CAUSOS
DA BOLEIA - NAS CURVAS DO TEU CORPO, CAPOTEI MEU CORAÇÃO
Eu fiquei curioso e como a carga que
transportava na ocasião não era perecível e, também, estava um pouco adiantado,
resolvi ficar na cidade para me divertir um pouquinho. Depois de almoçar, fui
assistir ao treino de classificação naquele mesmo dia e fiquei sabendo que
existe até campeonato nacional de jericos. Estavam lá sentadas nas
arquibancadas as equipes das fazendas, e me distraí olhando curioso a alegria
do pessoal gritando e incentivando. De repente, eu me dei conta de que tinha
uma mulher olhando em minha direção e tive a impressão de que era para mim.

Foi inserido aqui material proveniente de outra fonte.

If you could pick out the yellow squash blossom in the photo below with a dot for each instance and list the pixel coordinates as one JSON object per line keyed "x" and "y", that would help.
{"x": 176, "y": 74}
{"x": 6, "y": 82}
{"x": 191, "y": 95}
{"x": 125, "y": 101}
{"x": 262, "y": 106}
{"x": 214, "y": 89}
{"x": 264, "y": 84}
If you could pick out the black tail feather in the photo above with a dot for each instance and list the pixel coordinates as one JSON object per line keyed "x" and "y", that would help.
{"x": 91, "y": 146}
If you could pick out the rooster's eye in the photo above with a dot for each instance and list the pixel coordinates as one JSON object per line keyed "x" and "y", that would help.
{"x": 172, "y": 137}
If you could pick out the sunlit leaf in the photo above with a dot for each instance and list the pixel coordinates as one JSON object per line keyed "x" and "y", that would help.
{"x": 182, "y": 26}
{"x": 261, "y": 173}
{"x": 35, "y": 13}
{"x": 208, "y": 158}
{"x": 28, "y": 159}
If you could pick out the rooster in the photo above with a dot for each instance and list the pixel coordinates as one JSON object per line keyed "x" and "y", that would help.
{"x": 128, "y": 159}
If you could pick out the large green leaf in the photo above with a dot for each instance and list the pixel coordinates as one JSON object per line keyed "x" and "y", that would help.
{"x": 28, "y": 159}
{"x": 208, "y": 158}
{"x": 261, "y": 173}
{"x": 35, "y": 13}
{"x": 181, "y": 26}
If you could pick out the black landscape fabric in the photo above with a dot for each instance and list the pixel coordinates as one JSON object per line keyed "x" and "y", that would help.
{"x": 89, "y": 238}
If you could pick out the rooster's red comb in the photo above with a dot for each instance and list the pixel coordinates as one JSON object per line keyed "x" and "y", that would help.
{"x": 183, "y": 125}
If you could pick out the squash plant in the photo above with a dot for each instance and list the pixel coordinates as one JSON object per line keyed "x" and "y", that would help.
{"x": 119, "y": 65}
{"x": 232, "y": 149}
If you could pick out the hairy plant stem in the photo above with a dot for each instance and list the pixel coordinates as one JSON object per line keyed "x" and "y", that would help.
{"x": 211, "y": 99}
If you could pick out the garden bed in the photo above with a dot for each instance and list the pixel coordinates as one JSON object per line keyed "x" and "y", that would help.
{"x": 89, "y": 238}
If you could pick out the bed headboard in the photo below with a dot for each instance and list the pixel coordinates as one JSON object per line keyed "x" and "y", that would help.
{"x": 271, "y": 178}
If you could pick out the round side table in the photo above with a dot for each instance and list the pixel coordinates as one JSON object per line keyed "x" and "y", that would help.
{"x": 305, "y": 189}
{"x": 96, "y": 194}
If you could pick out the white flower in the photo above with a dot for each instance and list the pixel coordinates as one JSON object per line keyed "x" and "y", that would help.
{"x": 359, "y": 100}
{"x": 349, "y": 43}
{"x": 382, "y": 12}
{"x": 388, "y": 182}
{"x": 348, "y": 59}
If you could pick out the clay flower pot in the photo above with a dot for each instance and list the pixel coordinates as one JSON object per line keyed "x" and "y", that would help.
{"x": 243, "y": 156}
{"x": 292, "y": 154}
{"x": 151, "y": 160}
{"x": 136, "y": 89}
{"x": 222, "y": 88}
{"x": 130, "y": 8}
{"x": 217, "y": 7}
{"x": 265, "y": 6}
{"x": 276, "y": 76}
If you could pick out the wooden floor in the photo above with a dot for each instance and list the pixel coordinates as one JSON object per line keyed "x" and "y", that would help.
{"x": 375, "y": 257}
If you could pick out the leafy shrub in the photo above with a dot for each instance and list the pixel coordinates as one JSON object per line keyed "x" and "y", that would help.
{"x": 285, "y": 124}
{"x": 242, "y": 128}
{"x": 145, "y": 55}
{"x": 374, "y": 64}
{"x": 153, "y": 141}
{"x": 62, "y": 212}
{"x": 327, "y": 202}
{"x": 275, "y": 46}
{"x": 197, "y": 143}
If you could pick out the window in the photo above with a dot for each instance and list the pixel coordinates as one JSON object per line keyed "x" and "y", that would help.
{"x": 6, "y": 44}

Olhei para trás, mas não tinha ninguém. As arquibancadas estavam vazias perto
de onde eu estava. Então concluí, logicamente, que era eu o objeto da sua
observação. Quando voltei a olhar para ela, foi um sorriso que eu vi antes que
ela desviasse o olhar. Estava se divertindo com a minha atitude.
Eu não estava acreditando. Ela era linda...

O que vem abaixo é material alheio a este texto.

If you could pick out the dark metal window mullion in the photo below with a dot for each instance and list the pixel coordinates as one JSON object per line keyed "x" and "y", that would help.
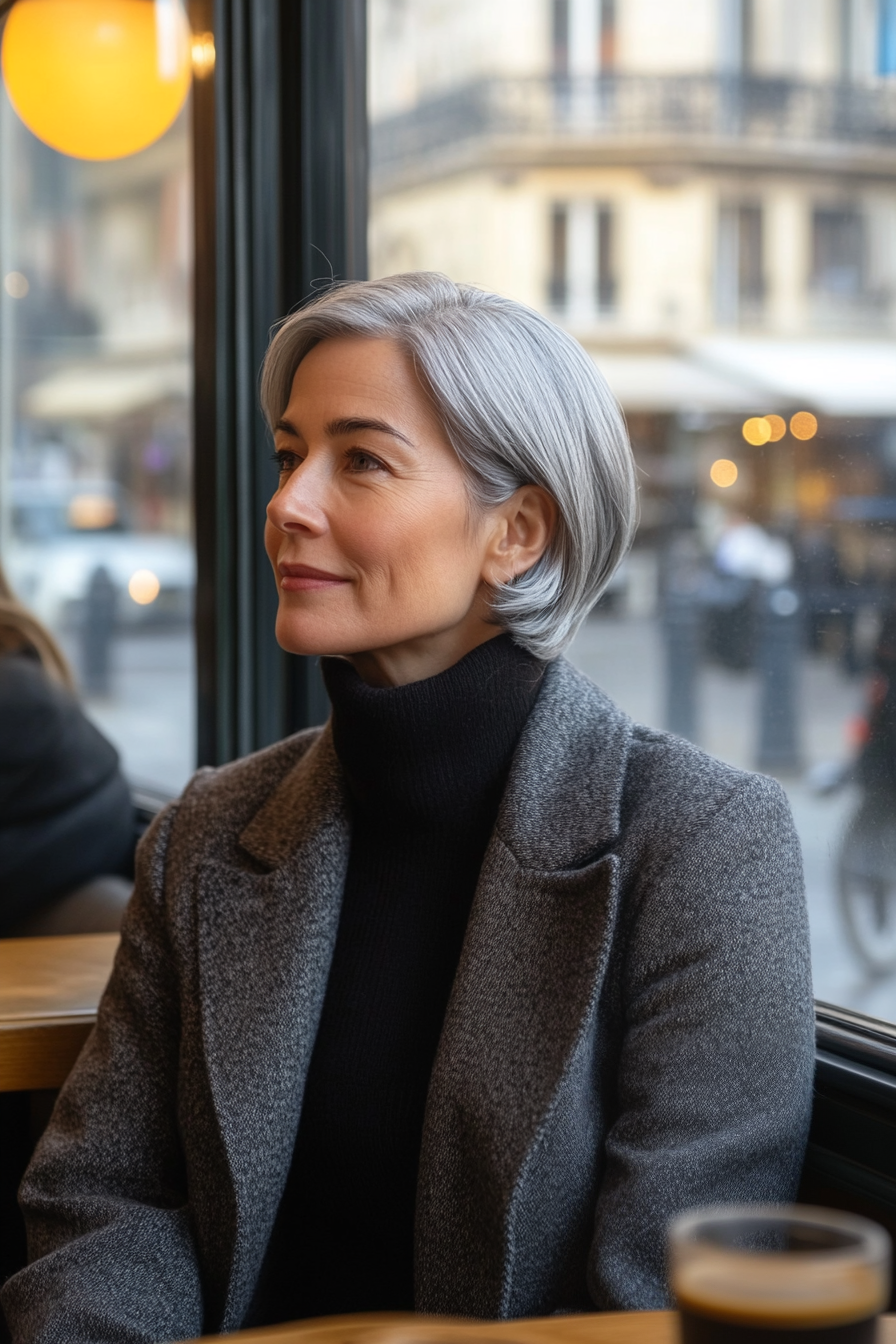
{"x": 288, "y": 140}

Cabelos loiros escorridos amarrados como um rabo de cavalo, olhos azuis
incrivelmente belos. Quando ela voltou a olhar, eu acenei com a mão, ainda meio
tímido, desconfiado, pronto para disfarçar. Para minha surpresa, ela acenou de
volta, e mais, me convidou para que me aproximasse dela. Eu fui, claro. De
perto, ela era ainda mais bonita, os olhos, a boca... Perfeita, não acreditei
que estivesse acontecendo comigo.
– Rui Barbosa
– O quê?
– Rui Barbosa é o meu nome!
– Maria Augusta
– O quê?
– Maria Augusta, o meu nome!
– Eu não acredito. Ou é muita coincidência ou
você está brincando comigo. Maria Augusta era o nome da mulher de Rui Barbosa,
que foi ministro da Fazenda. Meu pai me registrou com esse nome em homenagem a
ele, se é que eu posso ser homenagem a alguém, e ao meu avô, que também tinha
esse nome. Minha avó não era Maria Augusta, o nome dela era Paloma.

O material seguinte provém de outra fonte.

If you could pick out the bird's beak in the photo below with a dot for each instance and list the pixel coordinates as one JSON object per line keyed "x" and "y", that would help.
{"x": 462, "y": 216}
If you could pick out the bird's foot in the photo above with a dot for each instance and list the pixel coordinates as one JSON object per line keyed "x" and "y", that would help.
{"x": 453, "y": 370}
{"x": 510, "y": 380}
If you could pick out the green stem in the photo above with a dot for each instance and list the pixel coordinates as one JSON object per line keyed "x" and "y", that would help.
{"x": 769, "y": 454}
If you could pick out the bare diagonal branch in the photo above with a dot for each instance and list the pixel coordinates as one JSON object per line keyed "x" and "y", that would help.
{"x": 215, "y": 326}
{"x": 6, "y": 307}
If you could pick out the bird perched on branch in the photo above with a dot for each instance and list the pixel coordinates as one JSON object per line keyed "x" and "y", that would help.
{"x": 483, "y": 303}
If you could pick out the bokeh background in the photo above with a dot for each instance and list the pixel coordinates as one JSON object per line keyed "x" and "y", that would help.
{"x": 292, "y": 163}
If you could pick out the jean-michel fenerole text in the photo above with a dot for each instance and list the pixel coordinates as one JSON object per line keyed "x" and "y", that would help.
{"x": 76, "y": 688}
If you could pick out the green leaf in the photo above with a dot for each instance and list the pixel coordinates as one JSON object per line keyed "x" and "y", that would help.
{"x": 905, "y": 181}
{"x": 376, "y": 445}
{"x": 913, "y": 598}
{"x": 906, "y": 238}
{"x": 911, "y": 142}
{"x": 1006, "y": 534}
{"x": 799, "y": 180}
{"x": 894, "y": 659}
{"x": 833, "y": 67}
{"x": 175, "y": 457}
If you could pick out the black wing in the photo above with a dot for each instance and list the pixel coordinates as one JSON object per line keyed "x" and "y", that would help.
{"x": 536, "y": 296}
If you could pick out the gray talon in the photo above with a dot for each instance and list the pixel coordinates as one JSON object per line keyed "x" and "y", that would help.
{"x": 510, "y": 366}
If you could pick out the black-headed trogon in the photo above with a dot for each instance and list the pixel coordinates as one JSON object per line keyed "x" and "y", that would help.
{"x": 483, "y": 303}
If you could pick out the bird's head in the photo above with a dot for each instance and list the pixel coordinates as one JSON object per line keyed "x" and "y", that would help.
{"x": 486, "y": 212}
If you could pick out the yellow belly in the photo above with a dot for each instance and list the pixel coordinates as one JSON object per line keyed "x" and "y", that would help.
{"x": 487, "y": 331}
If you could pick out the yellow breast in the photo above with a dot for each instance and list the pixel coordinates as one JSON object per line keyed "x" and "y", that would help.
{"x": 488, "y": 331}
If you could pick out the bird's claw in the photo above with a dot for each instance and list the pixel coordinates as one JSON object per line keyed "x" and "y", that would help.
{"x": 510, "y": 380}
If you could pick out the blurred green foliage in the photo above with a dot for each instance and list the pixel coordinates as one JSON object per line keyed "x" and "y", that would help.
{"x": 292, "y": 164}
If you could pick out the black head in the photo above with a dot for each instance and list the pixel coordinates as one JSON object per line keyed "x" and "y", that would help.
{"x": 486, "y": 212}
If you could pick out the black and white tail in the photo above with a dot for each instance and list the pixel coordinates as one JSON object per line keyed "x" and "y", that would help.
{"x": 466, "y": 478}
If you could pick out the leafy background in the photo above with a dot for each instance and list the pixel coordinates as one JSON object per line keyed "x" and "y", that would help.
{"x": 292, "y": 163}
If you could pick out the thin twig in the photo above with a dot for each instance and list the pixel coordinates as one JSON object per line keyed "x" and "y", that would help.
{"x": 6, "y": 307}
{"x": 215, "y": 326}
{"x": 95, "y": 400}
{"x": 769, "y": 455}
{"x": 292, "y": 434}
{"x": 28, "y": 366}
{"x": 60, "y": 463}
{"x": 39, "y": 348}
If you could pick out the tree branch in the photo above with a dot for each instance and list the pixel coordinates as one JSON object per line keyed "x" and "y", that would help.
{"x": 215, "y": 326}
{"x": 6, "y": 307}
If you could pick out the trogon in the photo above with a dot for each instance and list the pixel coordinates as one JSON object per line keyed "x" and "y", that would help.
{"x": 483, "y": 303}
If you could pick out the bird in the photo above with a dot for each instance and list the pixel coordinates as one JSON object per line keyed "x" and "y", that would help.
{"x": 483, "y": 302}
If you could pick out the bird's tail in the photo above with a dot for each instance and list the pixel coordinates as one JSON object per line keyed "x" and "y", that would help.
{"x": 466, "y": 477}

Ela riu, e um brilho especial nos seus olhos me
revelou que ela estava se divertindo comigo.
– É mentirinha mesmo, meu nome não é Maria Augusta.
É que eu li recentemente um artigo sobre Rui Barbosa...
Pôs a mão no meu braço e se levantou um pouquinho
para olhar um lance lá no treino dos jericos (eu tinha até me esquecido deles),
quando o pessoal começou a gritar porque um deles havia perdido a direção se
chocado com a cerca. Uma sensação deliciosa percorreu o meu corpo ao toque
daquela mãozinha macia na pele do meu braço. Depois, sentou-se novamente, mas
ficou por mais alguns minutos com a mão no meu braço. Eu estava adorando.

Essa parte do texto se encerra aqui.